DNA Analysis Backlog Elimination Act of 2000
- Long title: An Act to make grants to States for carrying out DNA analyses for use in the Combined DNA Index System of the Federal Bureau of Investigation, to provide for the collection and analysis of DNA samples from certain violent and sexual offenders for use in such system, and for other purposes.
- Acronyms (colloquial): DABEA
- Enacted by: the 106th United States Congress
- Effective: December 19, 2000

Citations
- Public law: 106-546
- Statutes at Large: 114 Stat. 2726

Codification
- Titles amended: 42 U.S.C.: Public Health and Social Welfare
- U.S.C. sections amended: 42 U.S.C. ch. 136 §§ 13701, 14135 et seq.

Legislative history
- Introduced in the House as H.R. 4640 by Bill McCollum (R–FL) on June 12, 2000; Committee consideration by House Judiciary, House Armed Services; Passed the House on October 2, 2000 (voice vote); Passed the Senate on December 6, 2000 (unanimous consent) with amendment; House agreed to Senate amendment on December 7, 2000 (unanimous consent); Signed into law by President Bill Clinton on December 19, 2000;

Major amendments
- Debbie Smith Act of 2023

= DNA Analysis Backlog Elimination Act of 2000 =

United States Act of Congress

The DNA Analysis Backlog Elimination Act of 2000 (H.R. 4640, 42 U.S.C. 14135 et seq.) is a United States Act of Congress that primarily allows US states to carry out DNA analyses for use in the FBI's Combined DNA Index System and to collect and analyse DNA samples.

== DNA samples National index ==
Under the Violent Crime Control and Law Enforcement Act of 1994, 42 U.S.C. § 14132, "Congress authorized the FBI to create a national index of deoxyribonucleic acid (DNA) samples taken from convicted offenders, crime scenes and victims of crime, and unidentified human remains." In response to this congressional mandate, the FBI established the Combined DNA Index System ("CODIS"). The CODIS database provides a means for state and local forensic laboratories to share DNA profiles in an attempt to "link evidence from crime scenes for which there are no suspects to DNA samples of convicted offenders on file in the system."

However, the 1994 Act was interpreted by the FBI to permit only the creation of the CODIS, not the taking of DNA samples of persons convicted of federal offenses for input into the system. Thus, "the FBI requested that Congress enact statutory authority to allow the taking of DNA samples from persons committing Federal crimes of violence, robbery, and burglary, or similar crimes in the District of Columbia or while in the military, and authorizing them to be included in CODIS."

Accordingly, Congress passed the DNA Analysis Backlog Elimination Act of 2000 ("DNA Act"), which authorizes the "Attorney General to make grants to eligible States... to carry out, for the inclusion in the Combined DNA Index System of the Federal Bureau of Investigation, DNA analyses of samples taken from individuals convicted of a qualifying State offenses." Moreover, the DNA Act provides that "the Director of the Bureau of Prisons shall collect a DNA sample from each individual in the custody of the Bureau of Prisons who is, or has been, convicted of a qualifying Federal offense" and that "the probation office responsible for the supervision under Federal law of an individual on probation, parole, or supervised release shall collect a DNA sample from each such individual who is or has been, convicted of a qualifying Federal offense."

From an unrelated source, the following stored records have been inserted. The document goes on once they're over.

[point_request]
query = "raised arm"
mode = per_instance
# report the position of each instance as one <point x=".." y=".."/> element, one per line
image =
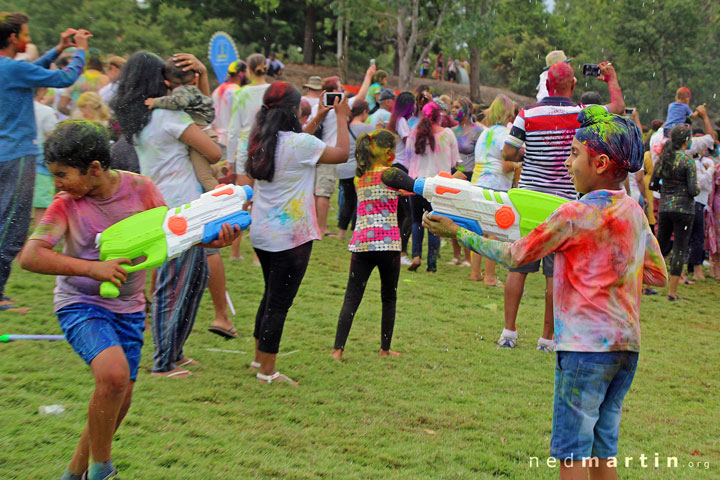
<point x="608" y="75"/>
<point x="367" y="81"/>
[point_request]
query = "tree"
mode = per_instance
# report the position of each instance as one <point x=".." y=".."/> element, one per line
<point x="413" y="26"/>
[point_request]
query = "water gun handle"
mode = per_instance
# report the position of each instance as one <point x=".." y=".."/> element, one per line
<point x="238" y="219"/>
<point x="466" y="223"/>
<point x="155" y="254"/>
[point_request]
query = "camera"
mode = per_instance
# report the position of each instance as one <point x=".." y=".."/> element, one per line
<point x="329" y="98"/>
<point x="591" y="70"/>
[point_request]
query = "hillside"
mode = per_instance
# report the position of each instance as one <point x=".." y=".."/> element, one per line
<point x="298" y="74"/>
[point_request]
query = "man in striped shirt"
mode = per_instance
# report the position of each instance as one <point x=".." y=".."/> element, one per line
<point x="547" y="130"/>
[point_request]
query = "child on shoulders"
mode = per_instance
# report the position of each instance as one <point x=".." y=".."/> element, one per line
<point x="605" y="252"/>
<point x="679" y="111"/>
<point x="187" y="96"/>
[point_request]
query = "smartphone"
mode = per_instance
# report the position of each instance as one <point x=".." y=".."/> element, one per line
<point x="591" y="70"/>
<point x="329" y="98"/>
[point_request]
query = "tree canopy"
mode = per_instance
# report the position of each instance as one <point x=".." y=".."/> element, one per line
<point x="656" y="46"/>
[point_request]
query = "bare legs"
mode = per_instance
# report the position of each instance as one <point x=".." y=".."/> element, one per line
<point x="217" y="287"/>
<point x="108" y="406"/>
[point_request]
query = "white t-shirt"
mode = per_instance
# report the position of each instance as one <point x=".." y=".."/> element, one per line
<point x="165" y="159"/>
<point x="402" y="130"/>
<point x="246" y="103"/>
<point x="488" y="172"/>
<point x="283" y="213"/>
<point x="430" y="163"/>
<point x="380" y="115"/>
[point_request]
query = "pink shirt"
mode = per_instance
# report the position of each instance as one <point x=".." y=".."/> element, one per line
<point x="77" y="222"/>
<point x="605" y="251"/>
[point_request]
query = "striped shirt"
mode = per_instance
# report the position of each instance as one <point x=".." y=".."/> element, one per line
<point x="547" y="128"/>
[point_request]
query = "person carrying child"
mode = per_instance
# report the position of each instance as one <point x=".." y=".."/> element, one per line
<point x="375" y="241"/>
<point x="187" y="96"/>
<point x="605" y="251"/>
<point x="106" y="332"/>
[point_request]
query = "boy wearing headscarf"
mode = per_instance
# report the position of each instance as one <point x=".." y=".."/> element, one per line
<point x="605" y="252"/>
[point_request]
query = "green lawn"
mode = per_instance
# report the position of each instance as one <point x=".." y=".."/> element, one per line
<point x="453" y="406"/>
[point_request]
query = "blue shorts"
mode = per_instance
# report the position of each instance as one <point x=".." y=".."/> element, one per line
<point x="589" y="392"/>
<point x="548" y="262"/>
<point x="90" y="329"/>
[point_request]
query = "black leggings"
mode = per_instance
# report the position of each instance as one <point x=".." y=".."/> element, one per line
<point x="361" y="266"/>
<point x="678" y="225"/>
<point x="697" y="238"/>
<point x="283" y="272"/>
<point x="349" y="204"/>
<point x="404" y="222"/>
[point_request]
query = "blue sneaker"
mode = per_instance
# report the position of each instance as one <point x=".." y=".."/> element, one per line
<point x="507" y="342"/>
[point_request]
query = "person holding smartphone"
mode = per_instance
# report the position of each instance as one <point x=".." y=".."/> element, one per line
<point x="323" y="123"/>
<point x="18" y="131"/>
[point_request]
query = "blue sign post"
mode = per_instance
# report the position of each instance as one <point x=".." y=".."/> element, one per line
<point x="221" y="52"/>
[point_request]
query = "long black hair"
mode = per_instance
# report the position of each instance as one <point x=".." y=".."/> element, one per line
<point x="277" y="114"/>
<point x="141" y="78"/>
<point x="678" y="136"/>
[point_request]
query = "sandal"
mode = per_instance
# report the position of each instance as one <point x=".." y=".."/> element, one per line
<point x="275" y="377"/>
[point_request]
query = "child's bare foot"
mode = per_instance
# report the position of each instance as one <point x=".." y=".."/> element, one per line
<point x="415" y="264"/>
<point x="389" y="353"/>
<point x="177" y="372"/>
<point x="276" y="377"/>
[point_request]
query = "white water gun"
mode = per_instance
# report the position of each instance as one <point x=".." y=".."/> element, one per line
<point x="163" y="233"/>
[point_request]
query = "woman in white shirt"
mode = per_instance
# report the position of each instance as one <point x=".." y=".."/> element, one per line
<point x="429" y="150"/>
<point x="281" y="161"/>
<point x="491" y="171"/>
<point x="161" y="139"/>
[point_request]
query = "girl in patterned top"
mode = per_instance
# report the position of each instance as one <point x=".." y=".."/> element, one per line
<point x="376" y="239"/>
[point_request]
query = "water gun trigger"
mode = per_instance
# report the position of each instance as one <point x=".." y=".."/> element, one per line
<point x="466" y="223"/>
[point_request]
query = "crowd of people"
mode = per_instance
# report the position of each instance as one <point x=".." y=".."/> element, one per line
<point x="88" y="141"/>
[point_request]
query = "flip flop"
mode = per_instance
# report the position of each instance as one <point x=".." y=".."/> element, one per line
<point x="187" y="361"/>
<point x="223" y="332"/>
<point x="172" y="374"/>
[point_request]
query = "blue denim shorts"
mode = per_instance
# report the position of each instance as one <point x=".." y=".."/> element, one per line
<point x="90" y="329"/>
<point x="589" y="392"/>
<point x="548" y="262"/>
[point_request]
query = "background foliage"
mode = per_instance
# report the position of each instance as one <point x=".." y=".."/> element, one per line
<point x="655" y="45"/>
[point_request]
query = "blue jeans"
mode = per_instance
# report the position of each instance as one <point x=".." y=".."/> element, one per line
<point x="589" y="391"/>
<point x="17" y="183"/>
<point x="419" y="205"/>
<point x="178" y="291"/>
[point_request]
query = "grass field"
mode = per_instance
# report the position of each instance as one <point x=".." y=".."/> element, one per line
<point x="453" y="406"/>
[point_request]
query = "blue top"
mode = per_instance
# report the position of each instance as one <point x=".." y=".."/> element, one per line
<point x="677" y="113"/>
<point x="18" y="132"/>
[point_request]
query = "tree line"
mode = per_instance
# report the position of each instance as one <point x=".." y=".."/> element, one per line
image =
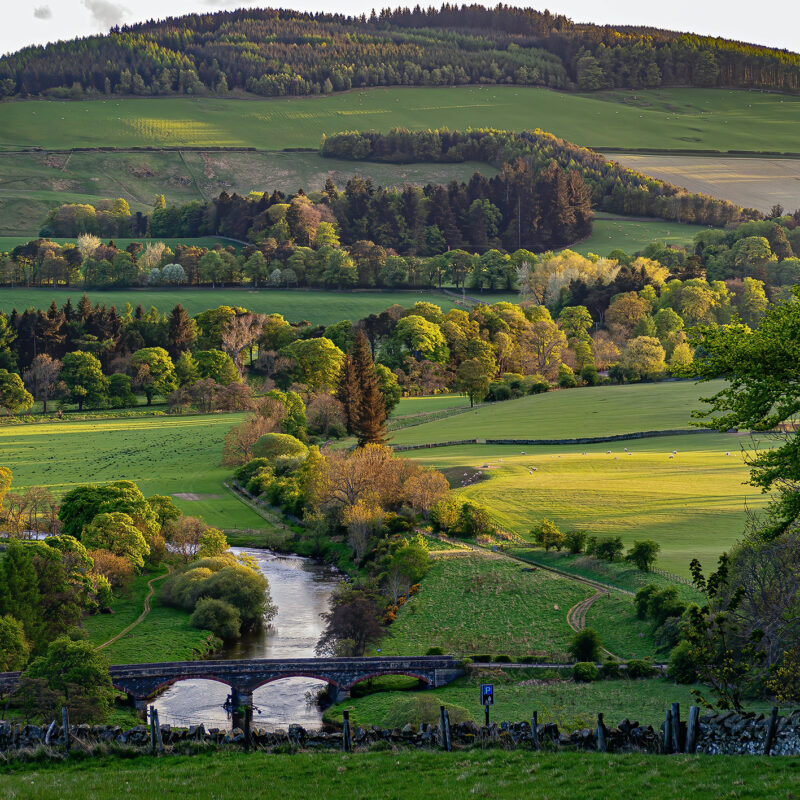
<point x="613" y="188"/>
<point x="281" y="52"/>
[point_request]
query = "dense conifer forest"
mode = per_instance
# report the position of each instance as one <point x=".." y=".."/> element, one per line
<point x="273" y="52"/>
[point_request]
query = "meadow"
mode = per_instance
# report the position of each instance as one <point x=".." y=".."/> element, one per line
<point x="611" y="232"/>
<point x="412" y="775"/>
<point x="484" y="603"/>
<point x="318" y="307"/>
<point x="519" y="692"/>
<point x="674" y="119"/>
<point x="692" y="504"/>
<point x="568" y="414"/>
<point x="751" y="182"/>
<point x="31" y="184"/>
<point x="163" y="455"/>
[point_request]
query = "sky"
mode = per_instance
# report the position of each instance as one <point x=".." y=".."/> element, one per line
<point x="28" y="22"/>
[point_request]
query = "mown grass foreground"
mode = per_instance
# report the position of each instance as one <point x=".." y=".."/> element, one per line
<point x="411" y="775"/>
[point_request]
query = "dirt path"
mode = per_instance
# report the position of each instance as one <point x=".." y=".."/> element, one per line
<point x="141" y="616"/>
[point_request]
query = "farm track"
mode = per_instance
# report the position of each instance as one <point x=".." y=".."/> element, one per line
<point x="141" y="617"/>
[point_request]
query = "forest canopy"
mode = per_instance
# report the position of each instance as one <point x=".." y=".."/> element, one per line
<point x="273" y="52"/>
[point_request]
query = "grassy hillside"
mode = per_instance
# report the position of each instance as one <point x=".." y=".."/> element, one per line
<point x="164" y="455"/>
<point x="33" y="183"/>
<point x="595" y="411"/>
<point x="318" y="307"/>
<point x="414" y="775"/>
<point x="611" y="232"/>
<point x="668" y="119"/>
<point x="479" y="603"/>
<point x="751" y="182"/>
<point x="692" y="504"/>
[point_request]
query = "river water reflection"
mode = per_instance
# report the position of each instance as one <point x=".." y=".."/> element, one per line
<point x="301" y="590"/>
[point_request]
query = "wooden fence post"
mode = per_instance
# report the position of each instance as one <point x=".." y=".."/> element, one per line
<point x="65" y="726"/>
<point x="773" y="726"/>
<point x="152" y="730"/>
<point x="347" y="742"/>
<point x="157" y="729"/>
<point x="601" y="735"/>
<point x="668" y="733"/>
<point x="676" y="728"/>
<point x="248" y="712"/>
<point x="691" y="729"/>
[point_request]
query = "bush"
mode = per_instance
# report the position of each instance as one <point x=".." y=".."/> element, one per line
<point x="682" y="668"/>
<point x="586" y="645"/>
<point x="421" y="708"/>
<point x="244" y="473"/>
<point x="575" y="541"/>
<point x="609" y="670"/>
<point x="217" y="616"/>
<point x="585" y="672"/>
<point x="641" y="669"/>
<point x="272" y="445"/>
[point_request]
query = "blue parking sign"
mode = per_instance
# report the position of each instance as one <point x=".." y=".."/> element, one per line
<point x="487" y="694"/>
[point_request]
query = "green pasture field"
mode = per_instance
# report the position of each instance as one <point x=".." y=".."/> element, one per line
<point x="32" y="183"/>
<point x="163" y="455"/>
<point x="410" y="774"/>
<point x="8" y="243"/>
<point x="693" y="504"/>
<point x="611" y="232"/>
<point x="667" y="119"/>
<point x="519" y="692"/>
<point x="572" y="413"/>
<point x="318" y="307"/>
<point x="482" y="603"/>
<point x="414" y="406"/>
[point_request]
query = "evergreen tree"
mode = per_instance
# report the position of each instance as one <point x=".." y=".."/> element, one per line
<point x="20" y="596"/>
<point x="182" y="331"/>
<point x="371" y="426"/>
<point x="348" y="393"/>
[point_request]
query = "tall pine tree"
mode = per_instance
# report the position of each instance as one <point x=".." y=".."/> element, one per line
<point x="348" y="393"/>
<point x="371" y="419"/>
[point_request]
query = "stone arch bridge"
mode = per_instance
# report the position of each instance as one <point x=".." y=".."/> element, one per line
<point x="244" y="676"/>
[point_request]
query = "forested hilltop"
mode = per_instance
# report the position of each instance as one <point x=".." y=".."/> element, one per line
<point x="273" y="52"/>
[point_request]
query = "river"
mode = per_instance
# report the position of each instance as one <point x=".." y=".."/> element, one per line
<point x="301" y="590"/>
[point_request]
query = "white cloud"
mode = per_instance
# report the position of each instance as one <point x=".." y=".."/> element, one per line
<point x="105" y="13"/>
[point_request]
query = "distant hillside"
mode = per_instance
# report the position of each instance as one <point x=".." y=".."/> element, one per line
<point x="277" y="53"/>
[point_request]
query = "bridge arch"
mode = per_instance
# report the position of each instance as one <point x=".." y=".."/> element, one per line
<point x="383" y="673"/>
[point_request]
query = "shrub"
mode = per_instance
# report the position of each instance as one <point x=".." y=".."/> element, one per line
<point x="272" y="445"/>
<point x="566" y="377"/>
<point x="682" y="667"/>
<point x="640" y="669"/>
<point x="246" y="471"/>
<point x="586" y="645"/>
<point x="585" y="672"/>
<point x="575" y="541"/>
<point x="421" y="708"/>
<point x="642" y="599"/>
<point x="217" y="616"/>
<point x="609" y="670"/>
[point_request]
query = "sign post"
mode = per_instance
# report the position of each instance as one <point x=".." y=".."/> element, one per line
<point x="487" y="698"/>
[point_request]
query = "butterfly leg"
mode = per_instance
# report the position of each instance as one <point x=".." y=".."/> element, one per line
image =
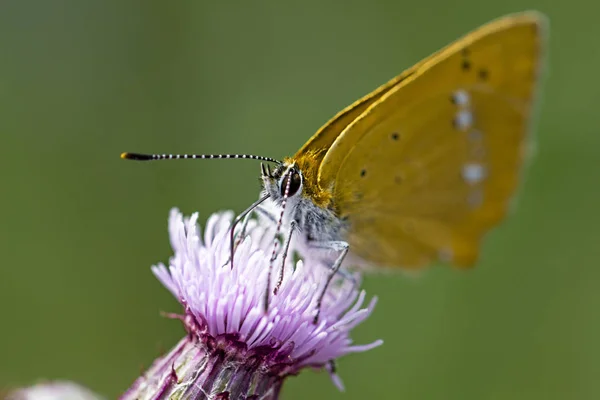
<point x="286" y="248"/>
<point x="340" y="246"/>
<point x="238" y="219"/>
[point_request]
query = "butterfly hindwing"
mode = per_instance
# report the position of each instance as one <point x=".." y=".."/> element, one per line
<point x="430" y="166"/>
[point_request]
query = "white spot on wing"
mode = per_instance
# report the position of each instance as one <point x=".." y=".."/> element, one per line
<point x="473" y="173"/>
<point x="463" y="119"/>
<point x="461" y="98"/>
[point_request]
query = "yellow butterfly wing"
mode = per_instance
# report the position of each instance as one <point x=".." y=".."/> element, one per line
<point x="432" y="162"/>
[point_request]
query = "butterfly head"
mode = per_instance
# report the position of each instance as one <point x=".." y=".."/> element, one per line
<point x="285" y="176"/>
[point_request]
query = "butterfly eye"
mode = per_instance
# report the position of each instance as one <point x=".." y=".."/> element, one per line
<point x="294" y="184"/>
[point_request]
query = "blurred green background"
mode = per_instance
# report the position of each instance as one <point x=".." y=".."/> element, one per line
<point x="81" y="81"/>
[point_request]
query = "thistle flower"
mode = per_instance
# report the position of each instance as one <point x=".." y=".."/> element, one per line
<point x="237" y="347"/>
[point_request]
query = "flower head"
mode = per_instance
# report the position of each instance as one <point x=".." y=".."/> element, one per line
<point x="227" y="309"/>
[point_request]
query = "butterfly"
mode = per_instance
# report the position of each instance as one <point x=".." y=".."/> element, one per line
<point x="419" y="170"/>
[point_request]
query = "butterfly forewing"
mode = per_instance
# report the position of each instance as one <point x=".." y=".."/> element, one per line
<point x="431" y="165"/>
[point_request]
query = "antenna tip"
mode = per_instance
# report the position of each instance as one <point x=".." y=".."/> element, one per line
<point x="137" y="156"/>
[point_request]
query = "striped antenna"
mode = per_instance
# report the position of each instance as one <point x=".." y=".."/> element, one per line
<point x="156" y="157"/>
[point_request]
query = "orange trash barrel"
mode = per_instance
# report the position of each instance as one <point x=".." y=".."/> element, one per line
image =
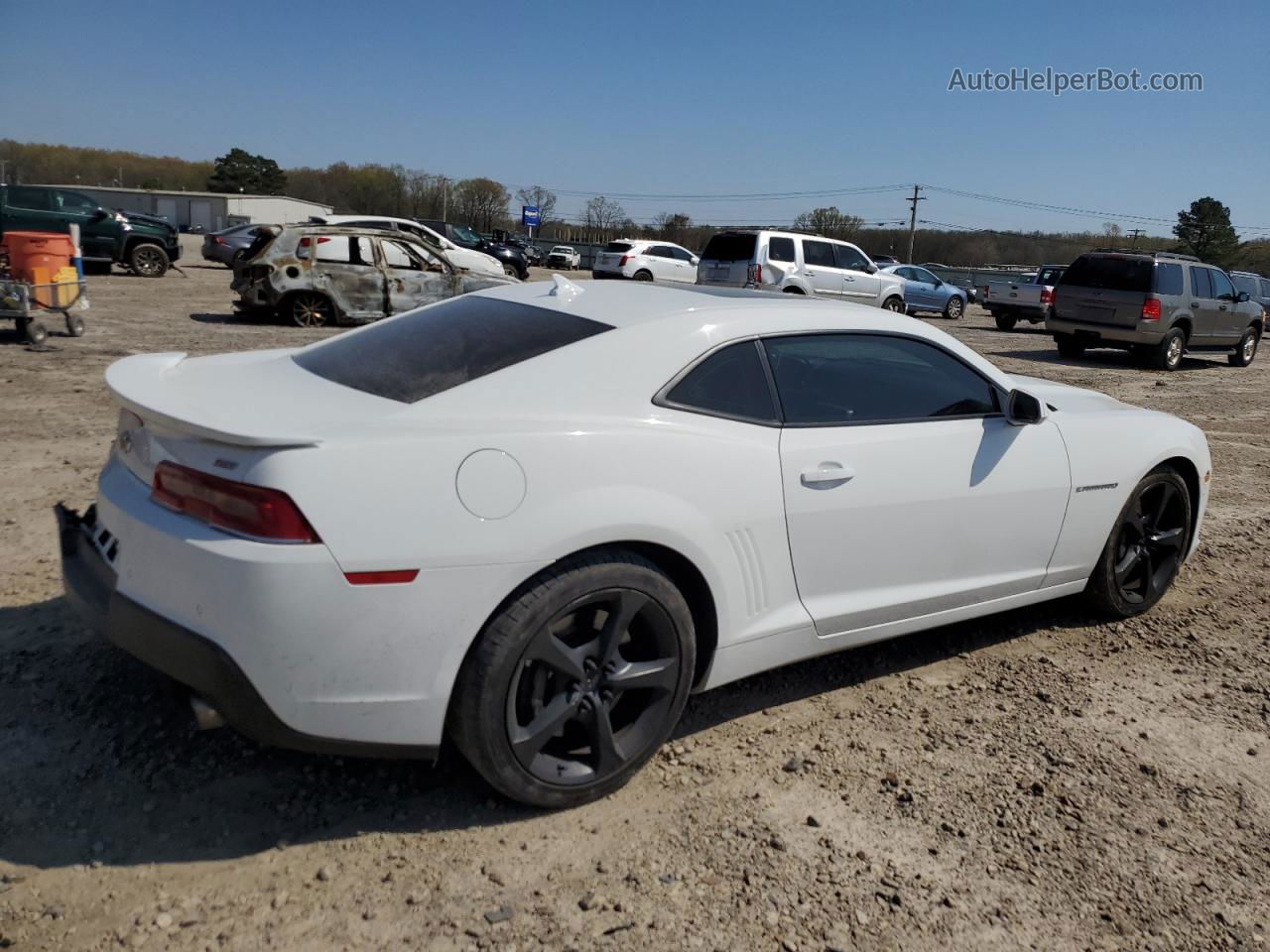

In addition, Congress has mandated the collection of DNA samples from "each individual in the custody of the Bureau of Prisons who is, or has been convicted of a qualifying District of Columbia offense" or any "individual under the supervision of the Agency who is on supervised release, parole, or probation who is, or has been convicted of a qualifying District of Columbia offense." Congress left to the District of Columbia the responsibility of determining which offenses under the District of Columbia Code should be deemed qualifying offenses. The District of Columbia has determined that forty-nine separate offense qualify for collection under the DNA Act. These qualifying offense include, for example, arson, aggravated assault, burglary, kidnaping, robbery, attempted robbery, and carjacking.

Once a DNA sample is entered into the CODIS database, the information can be released only
(1) "to criminal justice agencies for law enforcement identification purposes;"
(2) "in judicial proceedings;"
(3) "for criminal defense purposes, to a defendant, who shall have access to samples and analyses performed in connection with the case in which such defendant is charged;" or
(4) "if personally identifiable information is removed, for a population statistics database, for identification research and protocol development purposes, or for quality control purposes." In addition, the DNA Act imposes criminal penalties for individuals who improperly disclose sample results or improperly obtains or uses DNA samples.